Sikh Youth UK, a community group largely most associated with the protest having been first to share news of it said in a statement on Facebook, “It is clear to see a situation where the management committee of the Gurdwara Sahib have used their personal links with the Police and politicians to serve their joint objectives. This was demonstrated numerous times including the interview of Superintendent David Gardner of Warwickshire Police who discussed the case on television prior to a full investigation, charges or proceedings.
“In addition to the massive costs for the unwarranted and unnecessarily exaggerated response by Warwickshire Police, the additional costs of malicious allegations and Court proceedings are a cost which will be borne unfairly by the taxpayer.
“Reacting to the Court outcome, calls are being made from the Sikh community across the UK for the management committee of Gurdwara Sahib Leamington & Warwick to stand down.
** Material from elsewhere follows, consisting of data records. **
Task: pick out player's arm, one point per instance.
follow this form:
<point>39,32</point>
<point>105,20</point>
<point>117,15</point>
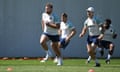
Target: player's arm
<point>53,25</point>
<point>102,30</point>
<point>114,35</point>
<point>84,30</point>
<point>72,33</point>
<point>42,23</point>
<point>60,32</point>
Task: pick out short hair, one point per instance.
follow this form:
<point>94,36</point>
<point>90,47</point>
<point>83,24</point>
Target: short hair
<point>65,15</point>
<point>49,5</point>
<point>108,21</point>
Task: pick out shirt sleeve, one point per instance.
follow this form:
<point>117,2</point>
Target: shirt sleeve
<point>85,23</point>
<point>56,19</point>
<point>70,25</point>
<point>43,16</point>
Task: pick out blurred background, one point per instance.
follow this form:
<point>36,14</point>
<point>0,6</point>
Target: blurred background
<point>20,25</point>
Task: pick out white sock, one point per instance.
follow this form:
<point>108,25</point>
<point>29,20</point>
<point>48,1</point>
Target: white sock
<point>109,56</point>
<point>89,58</point>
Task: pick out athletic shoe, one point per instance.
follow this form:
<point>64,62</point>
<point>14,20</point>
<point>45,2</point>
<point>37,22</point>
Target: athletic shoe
<point>102,52</point>
<point>107,61</point>
<point>60,63</point>
<point>55,60</point>
<point>97,65</point>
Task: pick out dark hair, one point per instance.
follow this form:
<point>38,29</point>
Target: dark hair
<point>64,14</point>
<point>108,21</point>
<point>49,5</point>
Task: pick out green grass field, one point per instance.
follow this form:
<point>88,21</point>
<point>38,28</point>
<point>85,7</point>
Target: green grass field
<point>70,65</point>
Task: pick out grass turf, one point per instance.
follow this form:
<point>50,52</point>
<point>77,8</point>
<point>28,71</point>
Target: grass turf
<point>70,65</point>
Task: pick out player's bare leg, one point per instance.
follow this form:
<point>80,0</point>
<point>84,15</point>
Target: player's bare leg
<point>55,46</point>
<point>111,49</point>
<point>43,42</point>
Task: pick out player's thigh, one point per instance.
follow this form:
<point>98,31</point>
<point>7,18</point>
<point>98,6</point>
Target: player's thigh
<point>55,45</point>
<point>89,48</point>
<point>43,38</point>
<point>111,46</point>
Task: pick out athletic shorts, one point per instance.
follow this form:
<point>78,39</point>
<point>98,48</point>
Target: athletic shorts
<point>53,38</point>
<point>63,43</point>
<point>92,39</point>
<point>104,44</point>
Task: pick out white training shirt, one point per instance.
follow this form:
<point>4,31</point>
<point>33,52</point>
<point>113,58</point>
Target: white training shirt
<point>51,19</point>
<point>108,34</point>
<point>93,26</point>
<point>66,28</point>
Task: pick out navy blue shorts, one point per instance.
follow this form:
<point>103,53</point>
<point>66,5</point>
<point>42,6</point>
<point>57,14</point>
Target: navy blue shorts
<point>53,38</point>
<point>92,39</point>
<point>63,43</point>
<point>104,44</point>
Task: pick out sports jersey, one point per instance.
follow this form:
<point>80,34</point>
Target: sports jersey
<point>66,28</point>
<point>93,26</point>
<point>52,18</point>
<point>108,34</point>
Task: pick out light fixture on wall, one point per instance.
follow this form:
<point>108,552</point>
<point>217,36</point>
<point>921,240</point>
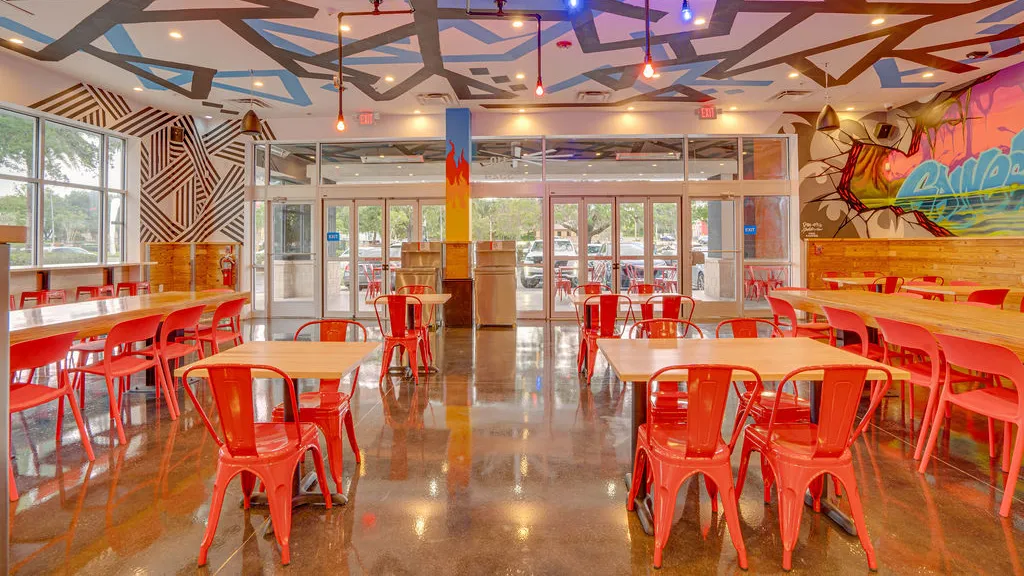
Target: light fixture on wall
<point>648,65</point>
<point>250,122</point>
<point>827,119</point>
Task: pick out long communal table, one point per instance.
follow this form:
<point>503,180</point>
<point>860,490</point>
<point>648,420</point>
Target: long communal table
<point>990,325</point>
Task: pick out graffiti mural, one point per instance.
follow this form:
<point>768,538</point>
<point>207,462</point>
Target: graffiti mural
<point>952,165</point>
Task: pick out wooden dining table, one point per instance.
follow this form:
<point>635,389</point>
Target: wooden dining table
<point>322,361</point>
<point>995,326</point>
<point>635,362</point>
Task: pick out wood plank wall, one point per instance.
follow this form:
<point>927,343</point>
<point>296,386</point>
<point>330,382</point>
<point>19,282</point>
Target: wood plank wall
<point>986,260</point>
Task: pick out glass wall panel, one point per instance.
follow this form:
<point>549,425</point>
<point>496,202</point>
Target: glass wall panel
<point>71,155</point>
<point>292,164</point>
<point>17,144</point>
<point>712,159</point>
<point>516,160</point>
<point>766,159</point>
<point>71,225</point>
<point>386,162</point>
<point>611,160</point>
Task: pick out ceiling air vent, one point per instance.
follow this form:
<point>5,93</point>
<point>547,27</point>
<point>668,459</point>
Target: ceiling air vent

Furthermore an independent investigation into the actions of Warwickshire Police in relation to the whole affair is being demanded.”
Sikh Council UK Head of Policy, Strategy and Legal Affairs Gurmel Singh Kandola said “We have a number of ongoing concerns, including the nature of briefings and meetings prior to the incident between police and Gurdwara representatives, the disproportionate policing operation on the day in question with the use of armed officers, the subsequent legal processes and charges pursued by the Crown Prosecution Service, the media appearances undertaken by police officers during the course of the matter and the inconsistencies with which counter-complaints were handled”.
He added “We are seeking meetings to discuss our concerns and the way forward so Warwickshire Police and other police forces do not make the same mistakes again. The sensational reporting of the matter following the events of the day has caused significant reputational damage to the community and we wish to ensure lessons are learnt going forward.”
Commenting on the case, Bhai Amrik Singh, chair of the UK’s Sikh Federation, said: ‘We welcome the unanimous decision of jurors to acquit the two brothers and feel vindicated as we have said all along these prosecutions were totally unnecessary.
‘This was a lawful, peaceful protest where Warwickshire Police and the Crown Prosecution Service appear to have been given incorrect and false information by members of the Leamington Gurdwara management committee.
‘There should be an independent investigation as this incident at that time brought the law-abiding Sikh community into serious disrepute with a massive over-reaction with armed police being deployed on the anniversary of 9/11.’
Jasveer Singh of the Sikh Press Association also stated that media coverage of the issue only helped to fuel the unnecessary push for prosecution. “When the news of the protest came out, news outlets like the Daily Mirror and Sky News reported claimed protesters were ‘sword-wielding’ and had ‘stormed’ the Gurdwara, painting a completely enflamed image of what had actually happened. The quotes were not even attributed to anyone.
“It is hard for us to believe that both police and media did not know that initiated Sikhs will always carry a small sword, and do so every single day in schools, in parliament and in hospitals. What we do recognise though is that both the media and government authorities are unaware of the fractious relationship some Sikh communities can have with Gurdwara committees that flout Sikh protocol.
“Last year Coventry Telegraph published a news article claiming Sikhs were promoting ISIS propaganda in a Gurdwara, based on a claim by one single committee member of Guru Nanak Parkash Gurdwara. This heinous accusation was quickly removed from the story once members of the local community came forward to speak against the ridiculous accusation.
“This is yet again clear evidence that the media and government authorities – whether it be the police or charities commission – need to do more to speak to connect with the Sikh community, to avoid those with their own agenda leading them down a costly path.”